I am trying to understand the limits of the floating point representation.
On a 32-bit computer with 7 bits for the exponent and 24 bits for the mantissa, I want to know the biggest and smallest numbers.
My calculation:
Base 2
Biggest positive number =
$$
+ 1 \times 2^{127}
$$
Smallest positive number =
$$
+ 2^{-24} \times 2^{-127}
$$
Biggest negative number = $$
– 2^{-24} \times 2^{-127}
$$
Smallest negative number = $$-1 \times 2^{127}$$
Decimal
Biggest positive number =
$$
+1 \times 10^{38}
$$
Smallest positive number=
$$
+ 10^{-7} \times 10^{-38}
$$
Biggest negative number=
$$
– 10^{-7} \times 10^{-38}
$$
Smallest negative number =
$$
-1 \times 10^{38}
$$
Is this a correct calculation?
Best Answer
Your implementation varies a bit from the IEEE standard, but the Wikipedia page gives explicit calculations for binary.

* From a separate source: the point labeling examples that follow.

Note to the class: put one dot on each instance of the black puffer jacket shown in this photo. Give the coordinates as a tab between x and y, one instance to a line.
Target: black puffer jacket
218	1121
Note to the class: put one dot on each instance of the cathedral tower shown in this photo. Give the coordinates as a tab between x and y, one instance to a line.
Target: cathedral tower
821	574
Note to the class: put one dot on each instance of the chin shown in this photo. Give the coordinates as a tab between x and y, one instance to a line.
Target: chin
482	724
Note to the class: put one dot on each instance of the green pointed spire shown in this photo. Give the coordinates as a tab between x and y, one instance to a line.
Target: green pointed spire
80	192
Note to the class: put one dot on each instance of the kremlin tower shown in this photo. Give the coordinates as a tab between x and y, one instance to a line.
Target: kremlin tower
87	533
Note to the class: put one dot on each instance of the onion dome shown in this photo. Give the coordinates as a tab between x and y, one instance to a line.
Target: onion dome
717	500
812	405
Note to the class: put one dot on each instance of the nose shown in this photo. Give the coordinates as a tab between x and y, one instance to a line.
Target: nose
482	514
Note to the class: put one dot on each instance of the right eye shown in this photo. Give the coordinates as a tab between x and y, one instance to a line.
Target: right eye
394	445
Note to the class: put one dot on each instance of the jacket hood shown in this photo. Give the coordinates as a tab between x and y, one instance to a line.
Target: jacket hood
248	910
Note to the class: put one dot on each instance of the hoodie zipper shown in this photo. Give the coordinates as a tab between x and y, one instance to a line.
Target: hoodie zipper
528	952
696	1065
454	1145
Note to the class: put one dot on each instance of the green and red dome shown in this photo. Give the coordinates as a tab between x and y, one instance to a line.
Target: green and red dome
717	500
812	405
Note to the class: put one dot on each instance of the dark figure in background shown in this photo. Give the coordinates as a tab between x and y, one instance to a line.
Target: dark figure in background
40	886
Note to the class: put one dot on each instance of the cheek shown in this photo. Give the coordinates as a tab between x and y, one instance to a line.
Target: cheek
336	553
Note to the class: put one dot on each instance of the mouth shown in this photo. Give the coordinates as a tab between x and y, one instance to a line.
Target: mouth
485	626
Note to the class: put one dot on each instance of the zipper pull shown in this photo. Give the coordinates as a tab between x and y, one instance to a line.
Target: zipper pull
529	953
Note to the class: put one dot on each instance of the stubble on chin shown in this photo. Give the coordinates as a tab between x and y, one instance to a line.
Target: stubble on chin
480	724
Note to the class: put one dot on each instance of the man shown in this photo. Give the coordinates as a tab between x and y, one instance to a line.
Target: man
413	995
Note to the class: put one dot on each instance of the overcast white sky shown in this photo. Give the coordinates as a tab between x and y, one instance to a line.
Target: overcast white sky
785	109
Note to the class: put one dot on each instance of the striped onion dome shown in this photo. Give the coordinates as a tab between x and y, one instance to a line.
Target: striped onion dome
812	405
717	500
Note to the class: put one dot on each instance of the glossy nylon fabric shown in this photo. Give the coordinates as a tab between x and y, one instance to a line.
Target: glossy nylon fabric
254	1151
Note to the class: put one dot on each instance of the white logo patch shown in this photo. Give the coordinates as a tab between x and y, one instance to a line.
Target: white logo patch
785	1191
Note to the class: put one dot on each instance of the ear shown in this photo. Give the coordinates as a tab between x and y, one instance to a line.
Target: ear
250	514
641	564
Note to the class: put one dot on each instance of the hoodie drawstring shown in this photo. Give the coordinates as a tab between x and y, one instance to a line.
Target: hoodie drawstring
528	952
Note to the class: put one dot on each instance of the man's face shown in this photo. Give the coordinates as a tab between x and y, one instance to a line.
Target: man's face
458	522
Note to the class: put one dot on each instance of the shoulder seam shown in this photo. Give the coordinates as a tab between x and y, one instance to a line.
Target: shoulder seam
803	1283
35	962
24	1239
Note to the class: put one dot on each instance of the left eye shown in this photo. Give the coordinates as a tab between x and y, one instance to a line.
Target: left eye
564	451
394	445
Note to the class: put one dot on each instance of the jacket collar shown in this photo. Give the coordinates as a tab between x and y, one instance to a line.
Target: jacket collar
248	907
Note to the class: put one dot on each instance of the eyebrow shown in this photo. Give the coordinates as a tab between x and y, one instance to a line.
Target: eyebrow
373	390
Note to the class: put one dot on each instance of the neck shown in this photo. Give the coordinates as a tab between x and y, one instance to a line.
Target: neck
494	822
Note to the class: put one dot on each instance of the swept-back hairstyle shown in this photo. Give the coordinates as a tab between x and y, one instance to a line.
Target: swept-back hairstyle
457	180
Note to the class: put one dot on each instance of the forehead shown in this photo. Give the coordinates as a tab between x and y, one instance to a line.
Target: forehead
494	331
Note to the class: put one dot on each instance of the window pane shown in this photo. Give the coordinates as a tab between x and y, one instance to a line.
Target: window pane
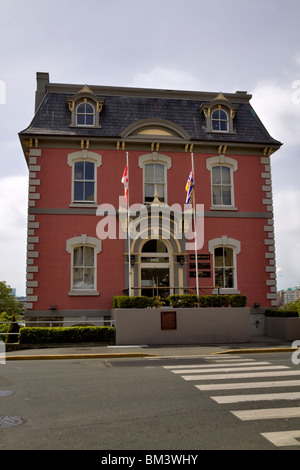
89	109
78	278
228	255
81	108
88	278
223	125
225	175
78	191
79	170
89	170
223	115
78	256
88	256
219	256
89	192
149	192
159	173
149	173
216	175
226	195
217	200
219	277
229	278
89	120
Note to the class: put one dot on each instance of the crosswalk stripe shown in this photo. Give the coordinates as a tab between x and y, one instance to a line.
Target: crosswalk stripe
269	413
207	366
256	397
243	375
283	438
246	385
228	369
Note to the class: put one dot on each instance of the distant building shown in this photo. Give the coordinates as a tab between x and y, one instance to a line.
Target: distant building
77	147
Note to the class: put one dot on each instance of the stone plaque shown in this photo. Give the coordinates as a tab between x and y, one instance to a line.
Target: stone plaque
168	320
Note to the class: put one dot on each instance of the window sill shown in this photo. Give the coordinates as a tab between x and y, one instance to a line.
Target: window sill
83	292
223	290
83	204
223	208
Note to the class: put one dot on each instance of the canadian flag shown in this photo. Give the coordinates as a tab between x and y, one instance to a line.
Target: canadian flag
124	180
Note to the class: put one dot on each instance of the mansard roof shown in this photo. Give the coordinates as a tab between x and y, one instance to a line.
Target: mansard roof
123	109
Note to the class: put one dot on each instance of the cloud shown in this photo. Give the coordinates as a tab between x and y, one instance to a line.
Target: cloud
13	214
166	78
278	107
287	239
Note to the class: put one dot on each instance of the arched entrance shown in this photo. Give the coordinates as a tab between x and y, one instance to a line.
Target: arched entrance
155	268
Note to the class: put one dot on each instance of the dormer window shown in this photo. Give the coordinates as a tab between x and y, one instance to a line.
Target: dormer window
85	108
219	114
219	120
85	114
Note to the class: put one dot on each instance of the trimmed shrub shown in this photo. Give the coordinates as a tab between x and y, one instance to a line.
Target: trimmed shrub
183	301
238	300
72	334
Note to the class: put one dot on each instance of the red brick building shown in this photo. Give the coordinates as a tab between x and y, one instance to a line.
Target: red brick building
77	147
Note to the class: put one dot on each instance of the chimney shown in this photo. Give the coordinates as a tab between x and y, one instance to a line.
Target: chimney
42	80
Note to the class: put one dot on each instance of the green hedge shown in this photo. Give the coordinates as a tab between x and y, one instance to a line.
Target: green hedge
272	312
73	334
181	301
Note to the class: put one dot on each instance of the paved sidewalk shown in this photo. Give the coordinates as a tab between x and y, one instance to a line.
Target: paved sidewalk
93	351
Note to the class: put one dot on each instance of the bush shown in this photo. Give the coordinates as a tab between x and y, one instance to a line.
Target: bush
124	301
72	334
215	301
183	301
238	300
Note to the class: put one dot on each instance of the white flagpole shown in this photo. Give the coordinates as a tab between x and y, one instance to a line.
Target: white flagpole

There are details about the offset in the exponent and whether the leading 1 is suppressed in the mantissa that need to be considered before you get a final answer. But their range is about 1.18 E-38 to 3.4 E38 and with one bit less in the exponent you should have a range of about 1.18 E-19 to 3.4 E19.
For the base 10 case you need to specify how the base 10 numbers are stored for a clean answer. Added: it looks like your base 10 numbers are approximately the decimal equivalents of the binary. I hadn't noticed and thought you were storing values somehow in base 10.